*Immigration laws are frequently changing so please consult a lawyer for updates.
There are several different categories of immigration that an individual looking to relocate can select, depending on your circumstances including:
For the following bullet points we suggest you visit our partner site costarica-information.com under this link
- Visas Turísticas- Tourist Visas
- Residente Pensionado - Pensioner
- Pensionado Rentista - Small Investor
- Rentista Inversionista - Large Investor
- Residente por Vínculos Costarricenses - Costa Rican Links (family, children, marriage)
- Permisos de Trabajo - Work Permits
However, because the entry laws to Costa Rica are so lenient, most people who only live part time in the country rarely bother to take on the residency process. If you plan to stay for more than 3 months then you will need to exit the country at least every 90 days and for a minimum of 72 hours before you can be readmitted into Costa Rica for 90 additional days.
After 90 days in Costa Rica most people make a quick escape to Panama, Nicaragua, the Colombian islands, Mexico Venezuela, or any other nearby countries is a nice little vacation. If you plan on repeating this process to stay in Costa Rica it is not recommended.
Thus far, the Ministry of immigration has not been very seriously about enforcing too many additional regulations. Despite this fact, if you are planning on living in Costa Rica full time or very frequently then it is a much better option to apply for residency and avoid having to leave every 90 days which can sometimes be inconvenient and it can get costly. Additionally, at any time immigration officials can decide to not permit your re-entry if they feel you are a perpetual visitor living in Costa Rica.

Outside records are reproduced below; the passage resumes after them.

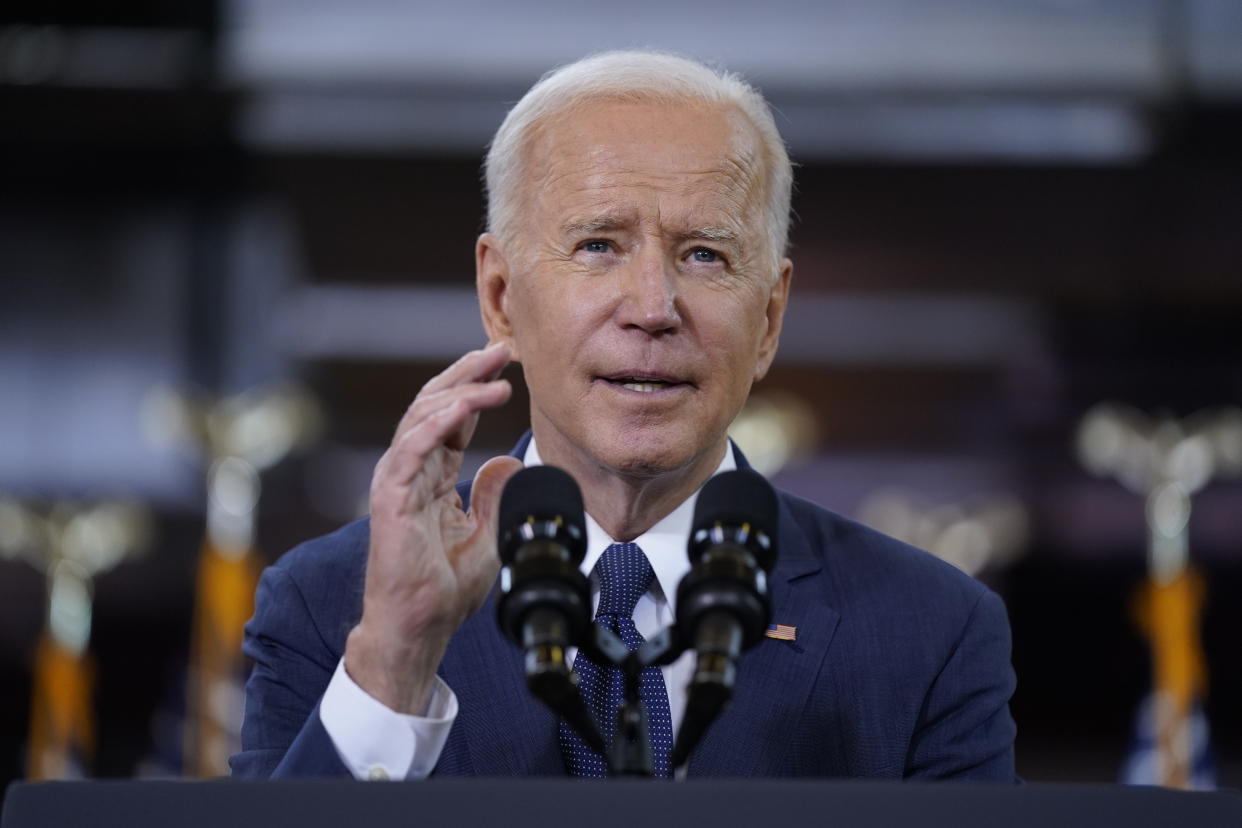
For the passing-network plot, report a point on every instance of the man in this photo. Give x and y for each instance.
(637, 212)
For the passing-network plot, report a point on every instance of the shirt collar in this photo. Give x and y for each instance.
(663, 544)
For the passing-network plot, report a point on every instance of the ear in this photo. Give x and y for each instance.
(775, 317)
(492, 281)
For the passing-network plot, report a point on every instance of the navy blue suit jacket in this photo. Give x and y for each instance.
(901, 668)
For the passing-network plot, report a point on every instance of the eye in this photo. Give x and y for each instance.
(596, 246)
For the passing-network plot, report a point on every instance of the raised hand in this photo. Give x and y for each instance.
(430, 564)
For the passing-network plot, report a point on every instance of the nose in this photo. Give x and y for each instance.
(648, 294)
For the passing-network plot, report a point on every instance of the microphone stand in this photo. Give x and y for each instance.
(631, 741)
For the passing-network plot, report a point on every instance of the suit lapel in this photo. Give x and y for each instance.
(754, 735)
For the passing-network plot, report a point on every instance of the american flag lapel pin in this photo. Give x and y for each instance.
(781, 632)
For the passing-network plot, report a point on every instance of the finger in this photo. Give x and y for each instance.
(448, 426)
(425, 406)
(476, 366)
(485, 493)
(481, 365)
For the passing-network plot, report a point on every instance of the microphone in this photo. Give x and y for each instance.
(545, 600)
(723, 603)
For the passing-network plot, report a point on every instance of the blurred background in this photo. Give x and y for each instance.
(236, 238)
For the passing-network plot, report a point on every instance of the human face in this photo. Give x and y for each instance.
(640, 294)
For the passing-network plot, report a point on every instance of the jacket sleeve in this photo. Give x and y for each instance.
(281, 734)
(964, 730)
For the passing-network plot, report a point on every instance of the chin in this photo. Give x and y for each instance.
(642, 452)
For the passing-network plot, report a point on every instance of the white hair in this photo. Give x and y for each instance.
(639, 77)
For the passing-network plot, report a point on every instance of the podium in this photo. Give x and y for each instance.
(620, 803)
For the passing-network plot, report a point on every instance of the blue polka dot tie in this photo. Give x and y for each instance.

If you do happen to overstay your visitor visa you could be fined and deported, but then allowed to enter back in after at least 6 months has passed. The fines will not be very significant, around $6 per day that you overstay. However, if you are caught living or working in Costa Rica without proper residency or that your residence category prohibits you from working you will be deported and will not be able to reenter for 10 years. Nevertheless, it is better to follow the rules and avoid illegal activities as to not ruin any future chances of visiting, staying, or living in Costa Rica.
In August 2002, law 8487 passed declaring that for most immigration categories, immigration applications must be done in your home country and presented at a Costa Rican consulate in your areas jurisdiction.
Once you have filed your residency application Immigration will issue you a document stating that your residency is in progress. In this time that your residency is being processed you do not have to leave the country if you do not wish. When leaving or entering the country you can simply show this stamped official immigration documents.
You will not gain voting rights by becoming a resident. Costa Rican residency will not negatively affect your US or Canadian citizenship either. In Costa Rica you are allowed to have dual citizenship ever since 1996; however, applying for Costa Rican citizenship could affect your citizenship in your home country so please review the laws in your home country before applying.
There are a few benefits you can enjoy as a resident including: you will have all the rights of a Costa Rican citizen except you cannot vote or run for office, you can manage businesses but not earn a salary even though you can earn on the dividends, you will receive up to a 50% discounts in many tourism related places in the country, and “unfortunately” you must reside in Costa Rica at least 4 months a year which does not have to be continuous.
GENERAL REQUIREMENTS FOR ALL CATEGORIES
* Please note that all documents must be translated, certified (legalized) by a Costa Rican Consulate in your country. Most residency categories must be solicited while you are still in your home country.
- Immigration application with: First Name(s), Last Name(s), parent's names, and specification of which category you are applying for.
- Birth certificate stating your date, place of birth, and nationality.
- Marital Status.
- Full copy of all the pages of your passport notarized by a Costa Rican notary that includes the number of Passport with date of entry.
- Criminal Record.
- 4 recent photos.
- And some money for fees, lawyers, etc.
*For special residency categories such as student visas, temporary visas, diplomatic or political status, refugees or others, we suggest you consult a lawyer for more in depth information.